Book Girl: A Journey Through the Treasures & Transforming Power of a Reading Life by Sarah Clarkson.
Book Girl Discussion Question #6: In chapter 3, the author says ‘We understand our worlds through the words we are given.’ Can you think of a time when a passage from a book gave you empathy for or a deeper understanding of a person or situation in your life?
So many.
I recently read a couple of books by Western author Elmer Kelton, and although they are set back around the turn of the 19th to the 20th century, they gave me an understanding of my own daddy and my grandfather that I didn’t have before, even though neither of them was a cowboy or anything like it. They were “good old boys” in their own way.
Hillbilly Elegy is another book that made me see my own family and upbringing and ancestry in a new way—I am a hillbilly from the flatlands of West Texas.
I also read The Borrowed House by Hilda van Stockum, bout a girl who is trained and educated as a Hitler Youth, and I was reminded of how difficult it is to transcend the limits of our childhood indoctrination and how we have to learn whom we can trust to tell the truth.

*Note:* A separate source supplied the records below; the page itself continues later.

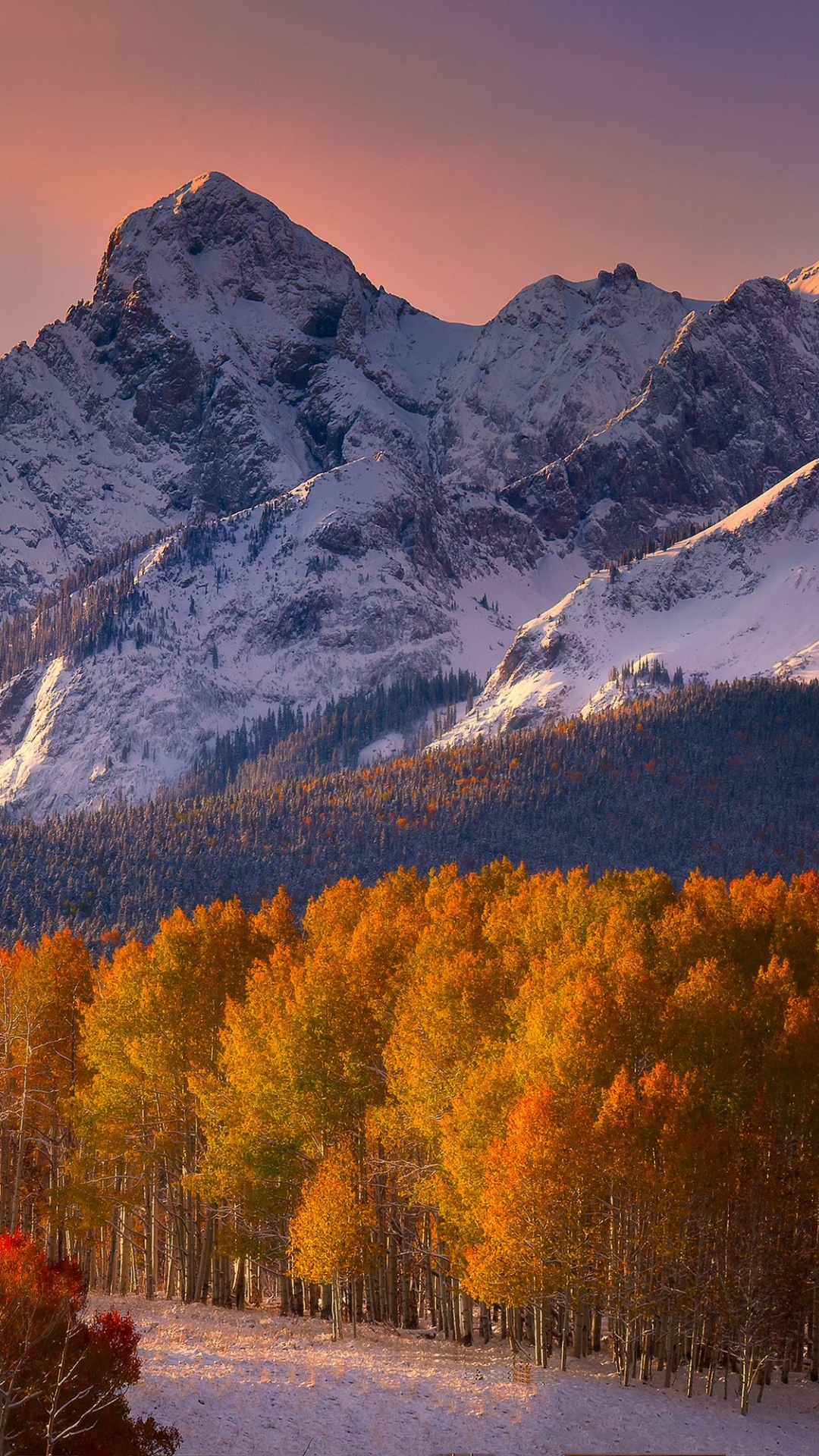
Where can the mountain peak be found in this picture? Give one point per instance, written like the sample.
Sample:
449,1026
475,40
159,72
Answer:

I understood the sharp pain of a prodigal son from my reading of Cry, the Beloved Country by Alan Paton, long before I experienced my own children growing older and making choices that I mourned and prayed over.
I understand a little of what it’s like to be a pastor in a small church from reading Jan Karon’s Mitford series and Bob DeGray’s We Never Stood Alone.
Just Mercy by Bryan Stevenson gave me some insight into what it feels like to be an African American man in twenty-first century America.
Several books I’ve read, including those of Torey Hayden and Anything But Typical by Nora Raleigh Baskin and Speed of Dark by Elizabeth Moon, gave me some empathy and understanding of what it’s like to be autistic or to live with an autistic person.
Even though I didn’t get the pet-loving gene, I understand that some people do love their dogs and cats dearly because I’ve read James Herriot’s All Creatures Great and Small and other books about the bond between a pet-owner and his or her pet.
No Graven Image by Elizabeth Elliott gave me insight into the life of a missionary and made me realize that the missionaries I know are real people not cardboard saints.
I could go on, but obviously I’m a more understanding and sympathetic person because of the many lives I’ve explored through reading both fiction and nonfiction. What have you read that made you understand something or someone in your life better?